- Film poster
- Directed by: Thomas Arslan
- Written by: Thomas Arslan
- Produced by: Florian Koerner von Gustorf Michael Weber
- Starring: Nina Hoss Uwe Bohm
- Cinematography: Patrick Orth
- Edited by: Bettina Böhler
- Music by: Dylan Carlson
- Release dates: 9 February 2013 (Berlin); 28 February 2013 (Germany);
- Running time: 112 minutes
- Country: Germany
- Languages: German English

= Gold (2013 film) =

2013 film

Gold is a 2013 German Western film directed by Thomas Arslan. The film premiered in competition at the 63rd Berlin International Film Festival.

==Plot==
The film depicts a trek of settlers of German and Austrian-Hungarian origin on their way through a sparsely populated part of Canada.
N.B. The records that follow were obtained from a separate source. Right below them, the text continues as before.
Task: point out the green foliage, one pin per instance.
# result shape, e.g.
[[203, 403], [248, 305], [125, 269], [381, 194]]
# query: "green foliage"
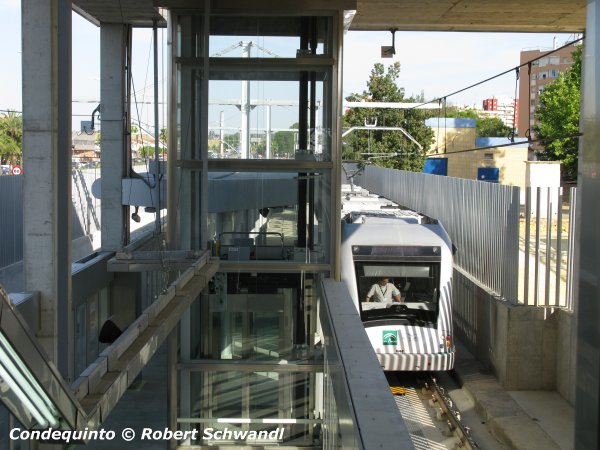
[[375, 144], [283, 144], [492, 127], [11, 137], [558, 115], [146, 151]]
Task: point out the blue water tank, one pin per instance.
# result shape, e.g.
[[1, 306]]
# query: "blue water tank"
[[436, 166]]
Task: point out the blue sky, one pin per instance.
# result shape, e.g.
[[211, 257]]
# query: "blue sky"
[[432, 62]]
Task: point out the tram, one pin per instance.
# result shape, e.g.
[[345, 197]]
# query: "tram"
[[397, 265]]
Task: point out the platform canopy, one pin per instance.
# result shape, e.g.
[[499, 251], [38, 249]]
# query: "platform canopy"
[[425, 15]]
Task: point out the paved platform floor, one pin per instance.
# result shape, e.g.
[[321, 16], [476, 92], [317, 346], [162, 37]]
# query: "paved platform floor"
[[523, 420]]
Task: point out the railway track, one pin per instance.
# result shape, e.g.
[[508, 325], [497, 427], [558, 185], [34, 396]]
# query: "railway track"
[[431, 416]]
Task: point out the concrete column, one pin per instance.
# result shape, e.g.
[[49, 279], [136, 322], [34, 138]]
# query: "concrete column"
[[46, 34], [113, 44], [268, 152], [245, 109], [222, 133], [587, 412]]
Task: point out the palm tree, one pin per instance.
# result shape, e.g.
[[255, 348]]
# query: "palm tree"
[[11, 136]]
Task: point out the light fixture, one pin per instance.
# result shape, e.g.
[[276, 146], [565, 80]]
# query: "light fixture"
[[25, 387], [388, 51], [135, 216]]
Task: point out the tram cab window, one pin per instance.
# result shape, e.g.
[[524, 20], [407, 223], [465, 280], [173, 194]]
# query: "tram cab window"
[[418, 284]]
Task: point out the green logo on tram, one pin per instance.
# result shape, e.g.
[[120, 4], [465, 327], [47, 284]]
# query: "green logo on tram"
[[390, 337]]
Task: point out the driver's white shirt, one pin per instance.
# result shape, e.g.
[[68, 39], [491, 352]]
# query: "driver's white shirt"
[[380, 293]]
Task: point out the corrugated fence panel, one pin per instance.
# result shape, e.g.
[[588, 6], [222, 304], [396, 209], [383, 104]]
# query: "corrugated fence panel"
[[482, 219], [11, 219]]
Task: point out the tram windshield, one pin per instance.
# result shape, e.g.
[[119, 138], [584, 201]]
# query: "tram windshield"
[[399, 291]]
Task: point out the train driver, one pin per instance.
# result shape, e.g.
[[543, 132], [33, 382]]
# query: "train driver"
[[383, 291]]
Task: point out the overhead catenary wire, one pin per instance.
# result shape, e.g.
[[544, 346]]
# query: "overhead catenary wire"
[[444, 97]]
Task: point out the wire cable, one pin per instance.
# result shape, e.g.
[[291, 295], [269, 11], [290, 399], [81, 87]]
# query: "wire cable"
[[499, 75]]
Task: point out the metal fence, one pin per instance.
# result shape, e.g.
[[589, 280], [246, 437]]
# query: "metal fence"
[[482, 219], [547, 247], [522, 253]]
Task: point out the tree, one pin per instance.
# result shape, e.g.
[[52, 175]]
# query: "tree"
[[558, 115], [283, 144], [376, 144], [492, 127], [11, 137], [146, 151]]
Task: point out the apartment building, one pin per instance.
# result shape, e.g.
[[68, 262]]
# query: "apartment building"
[[544, 69]]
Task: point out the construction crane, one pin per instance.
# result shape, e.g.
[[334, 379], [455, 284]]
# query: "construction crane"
[[243, 44]]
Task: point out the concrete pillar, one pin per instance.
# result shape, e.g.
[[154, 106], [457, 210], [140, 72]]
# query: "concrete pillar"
[[245, 109], [587, 403], [222, 133], [46, 34], [113, 45], [268, 152]]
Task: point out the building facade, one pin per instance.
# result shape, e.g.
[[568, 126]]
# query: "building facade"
[[544, 68]]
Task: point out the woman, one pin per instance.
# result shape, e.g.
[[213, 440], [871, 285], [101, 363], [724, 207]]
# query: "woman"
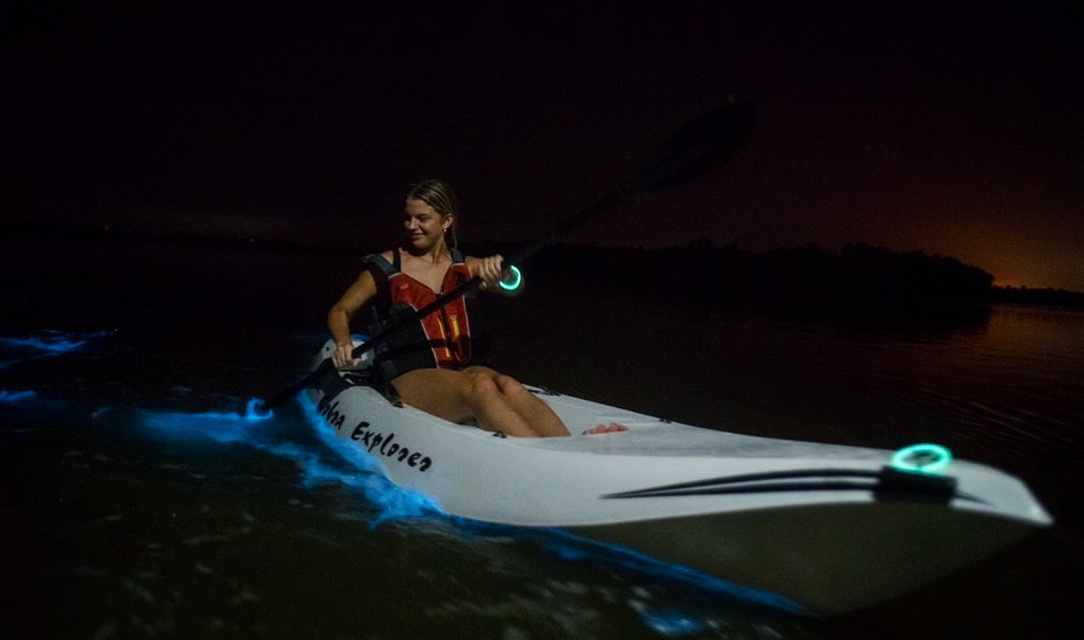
[[434, 365]]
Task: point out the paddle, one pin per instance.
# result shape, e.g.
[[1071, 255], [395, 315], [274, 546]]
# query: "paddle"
[[709, 140]]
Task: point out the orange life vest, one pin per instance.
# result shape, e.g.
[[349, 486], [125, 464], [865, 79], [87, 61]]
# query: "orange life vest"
[[446, 338]]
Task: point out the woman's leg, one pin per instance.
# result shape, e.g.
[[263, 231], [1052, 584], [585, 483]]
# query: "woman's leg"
[[538, 416], [498, 402]]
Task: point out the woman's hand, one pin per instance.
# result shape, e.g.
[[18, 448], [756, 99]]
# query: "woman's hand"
[[344, 356], [489, 270]]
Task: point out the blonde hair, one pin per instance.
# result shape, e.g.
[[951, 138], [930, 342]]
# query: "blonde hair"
[[439, 195]]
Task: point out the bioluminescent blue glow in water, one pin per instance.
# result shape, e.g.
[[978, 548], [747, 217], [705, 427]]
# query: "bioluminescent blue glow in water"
[[571, 547], [43, 344], [252, 429], [8, 397]]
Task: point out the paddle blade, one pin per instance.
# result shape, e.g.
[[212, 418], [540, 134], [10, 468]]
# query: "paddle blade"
[[709, 140]]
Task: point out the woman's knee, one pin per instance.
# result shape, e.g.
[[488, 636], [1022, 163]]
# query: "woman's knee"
[[510, 386], [484, 385]]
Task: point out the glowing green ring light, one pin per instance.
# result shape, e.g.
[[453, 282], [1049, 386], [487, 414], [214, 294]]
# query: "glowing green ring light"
[[924, 458], [517, 279]]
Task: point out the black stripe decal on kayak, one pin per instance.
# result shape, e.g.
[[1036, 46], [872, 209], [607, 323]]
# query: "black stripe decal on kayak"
[[886, 484]]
The Group travels in 1899 from Ashcroft, British Columbia to Dawson City, following the Klondike Gold Rush.

==Cast==
- Nina Hoss as Emily Meyer
- Uwe Bohm as Gustav Müller
- Kindall Charters as First Indian
- Rosa Enskat as Maria Dietz
- Peter Kurth as Wilhelm Laser
- Marko Mandić as Carl Böhmer
- Wolfgang Packhäuser as Otto Dietz
- Lars Rudolph as Joseph Rossmann

==Reception==
Varietys Alissa Simon described the film as an "involving, naturalistic period piece" and an homage to "late-era Western". She also appreciated the cinematography for portraying the landscapes as "ruggedly majestic".

Cine Vues Patrick Gamble praised Nina Hoss for being "her usual captivating self" who convinces the audience she lived through a variety of strong emotions "without even flinching a muscle" but he also stated her performance was squandered because the plot offered "little in the way of entertainment or palpable suspense".